Les chercheurs se sont concentrés sur deux périodes chaudes qui se sont produites il y a 15 millions d’années et il y a 50 millions d’années, lorsque les températures des océans étaient « nettement plus chaudes qu’elles ne le sont aujourd’hui », selon l’étude.

« Nous avons constaté que la zone crépusculaire n’était pas toujours un habitat riche et plein de vie », a déclaré le co-auteur de l’étude Paul Pearson, professeur émérite à l’Université de Cardiff au Royaume-Uni, dans un communiqué. « Au cours de ces périodes chaudes, le nombre d’organismes vivant dans la zone crépusculaire était beaucoup plus faible, car beaucoup moins de nourriture arrivait des eaux de surface. »

Les particules de matière organique de la surface de l’océan dérivent vers le bas et constituent l’une des principales sources de nourriture pour la vie dans la zone des aurores.

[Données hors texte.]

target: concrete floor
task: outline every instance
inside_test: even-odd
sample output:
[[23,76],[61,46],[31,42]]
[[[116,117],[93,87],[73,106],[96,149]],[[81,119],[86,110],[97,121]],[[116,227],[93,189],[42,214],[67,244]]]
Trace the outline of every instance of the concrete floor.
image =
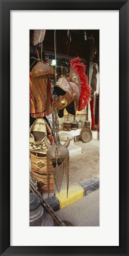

Mais les événements de réchauffement précédents ont provoqué une décomposition plus rapide des bactéries, si peu se sont rendues dans la zone océanique.

Les températures océaniques plus chaudes augmentent également les taux métaboliques des organismes, ce qui entraîne une augmentation de la demande alimentaire et de la consommation d’oxygène, selon l’étude.

« La riche diversité de la vie dans les zones crépusculaires a évolué au cours des derniers millions d’années, lorsque l’eau de l’océan s’est suffisamment refroidie pour agir comme un réfrigérateur, conserver les aliments plus longtemps et améliorer les conditions qui permettent à la vie de prospérer », a déclaré Crichton.

Louise A. Rocha, conservatrice et chaire Follett d’ichtyologie à l’Académie des sciences de Californie, s’inquiète des changements non détectés car la zone des aurores n’a pas été bien étudiée, en grande partie en raison du décalage entre le financement et les coûts d’exploration. région.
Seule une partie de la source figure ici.